But what is the difference between a buyer’s market and a seller’s market, and what does that difference matter to homeowners and homebuyers?
What’s the difference between a buyer’s market vs. a seller’s market?
The main difference between a seller’s market and a buyer’s market is who has more negotiating power during the sale. A seller’s market favors the seller; a buyer’s market favors the buyer. Curious if the market in your area is a buyer’s or seller’s housing market? Here’s how to tell the difference:
What is a buyer’s market?
During a buyer’s market, the buyer benefits from a reverse of the supply and demand found in a seller’s market. Instead of there being a shortage of homes to pick from, there’s a surplus of available homes, which means you’ll generally see:
- There are more sellers than there are homes, which creates increased supply.
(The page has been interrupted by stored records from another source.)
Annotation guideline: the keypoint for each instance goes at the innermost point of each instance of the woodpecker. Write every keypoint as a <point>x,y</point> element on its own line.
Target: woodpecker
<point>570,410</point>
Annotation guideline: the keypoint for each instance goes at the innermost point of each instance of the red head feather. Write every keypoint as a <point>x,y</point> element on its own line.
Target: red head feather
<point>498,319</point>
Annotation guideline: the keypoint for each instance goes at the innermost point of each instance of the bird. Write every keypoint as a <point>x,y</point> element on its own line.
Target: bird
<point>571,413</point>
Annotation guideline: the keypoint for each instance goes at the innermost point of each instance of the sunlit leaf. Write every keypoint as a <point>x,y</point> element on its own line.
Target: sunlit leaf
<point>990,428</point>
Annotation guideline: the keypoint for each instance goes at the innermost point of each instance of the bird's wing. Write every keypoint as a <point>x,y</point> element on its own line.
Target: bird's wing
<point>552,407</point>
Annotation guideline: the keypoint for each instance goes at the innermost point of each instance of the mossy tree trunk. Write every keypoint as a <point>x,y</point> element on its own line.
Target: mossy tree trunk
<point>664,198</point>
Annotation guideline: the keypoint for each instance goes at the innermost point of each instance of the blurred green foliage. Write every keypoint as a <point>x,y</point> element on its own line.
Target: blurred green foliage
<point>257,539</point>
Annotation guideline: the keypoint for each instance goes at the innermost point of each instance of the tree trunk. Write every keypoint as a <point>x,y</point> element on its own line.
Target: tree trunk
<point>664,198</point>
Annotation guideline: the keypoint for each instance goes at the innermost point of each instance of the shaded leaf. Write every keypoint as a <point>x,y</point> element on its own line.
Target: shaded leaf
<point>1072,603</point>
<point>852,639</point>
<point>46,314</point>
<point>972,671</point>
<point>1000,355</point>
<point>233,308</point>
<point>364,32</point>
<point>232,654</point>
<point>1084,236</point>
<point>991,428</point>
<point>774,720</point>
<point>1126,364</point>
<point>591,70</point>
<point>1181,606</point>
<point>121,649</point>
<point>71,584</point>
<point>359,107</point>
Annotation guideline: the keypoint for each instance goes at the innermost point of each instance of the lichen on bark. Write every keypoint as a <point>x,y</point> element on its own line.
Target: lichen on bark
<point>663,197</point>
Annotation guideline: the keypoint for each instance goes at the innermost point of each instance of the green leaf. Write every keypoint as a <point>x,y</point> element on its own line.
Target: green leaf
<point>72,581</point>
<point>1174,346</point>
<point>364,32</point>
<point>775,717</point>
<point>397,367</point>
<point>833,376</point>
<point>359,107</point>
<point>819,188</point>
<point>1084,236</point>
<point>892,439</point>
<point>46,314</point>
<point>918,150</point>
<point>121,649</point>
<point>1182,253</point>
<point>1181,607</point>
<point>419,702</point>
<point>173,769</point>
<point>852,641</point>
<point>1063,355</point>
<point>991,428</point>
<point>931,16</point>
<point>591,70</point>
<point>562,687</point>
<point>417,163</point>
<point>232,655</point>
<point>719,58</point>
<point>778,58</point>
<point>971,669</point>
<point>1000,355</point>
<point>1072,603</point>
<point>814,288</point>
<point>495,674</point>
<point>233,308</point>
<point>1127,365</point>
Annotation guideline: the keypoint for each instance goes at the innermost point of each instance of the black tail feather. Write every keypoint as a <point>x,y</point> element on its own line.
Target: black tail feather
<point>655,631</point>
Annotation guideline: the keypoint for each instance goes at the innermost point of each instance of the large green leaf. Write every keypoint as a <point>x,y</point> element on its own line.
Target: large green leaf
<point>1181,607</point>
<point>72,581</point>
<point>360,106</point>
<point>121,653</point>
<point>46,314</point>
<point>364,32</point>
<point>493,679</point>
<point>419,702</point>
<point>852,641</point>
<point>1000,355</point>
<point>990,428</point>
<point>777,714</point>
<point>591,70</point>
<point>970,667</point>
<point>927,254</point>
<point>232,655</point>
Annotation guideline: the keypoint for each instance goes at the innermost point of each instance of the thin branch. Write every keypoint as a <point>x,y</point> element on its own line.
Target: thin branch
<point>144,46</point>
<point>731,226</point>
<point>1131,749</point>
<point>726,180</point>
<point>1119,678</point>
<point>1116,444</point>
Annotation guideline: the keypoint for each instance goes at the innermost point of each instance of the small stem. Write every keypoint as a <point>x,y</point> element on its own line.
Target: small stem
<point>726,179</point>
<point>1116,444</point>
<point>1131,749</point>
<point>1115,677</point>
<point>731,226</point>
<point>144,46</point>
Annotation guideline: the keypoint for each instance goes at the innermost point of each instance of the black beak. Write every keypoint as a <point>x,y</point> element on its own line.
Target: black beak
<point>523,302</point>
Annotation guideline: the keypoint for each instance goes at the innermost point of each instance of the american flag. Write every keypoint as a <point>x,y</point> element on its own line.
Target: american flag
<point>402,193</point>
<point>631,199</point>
- Housing prices fall because there’s less competition for each home.
- Buyers have more power at the negotiation table.
In a buyer’s market, the buyer has more influence over the transaction, and some sellers find it may take longer than usual to sell their home because there’s less competition in the market.
What is a seller’s market?
During a seller’s market, the seller benefits from a few variables working in their favor, many of which come back down to simple supply and demand. During a seller’s market, you’ll generally see:
- There are more buyers than there are homes, which creates increased demand.
- Housing prices rise because there’s more competition for each home.
- Sellers have more power at the negotiation table.
During a seller’s market, buyers often try to become as competitive as possible, and they may even compromise on contingencies while offering top-dollar prices to stand out from the competition. Some buyers find they also need to look longer than usual to find the right house for themselves.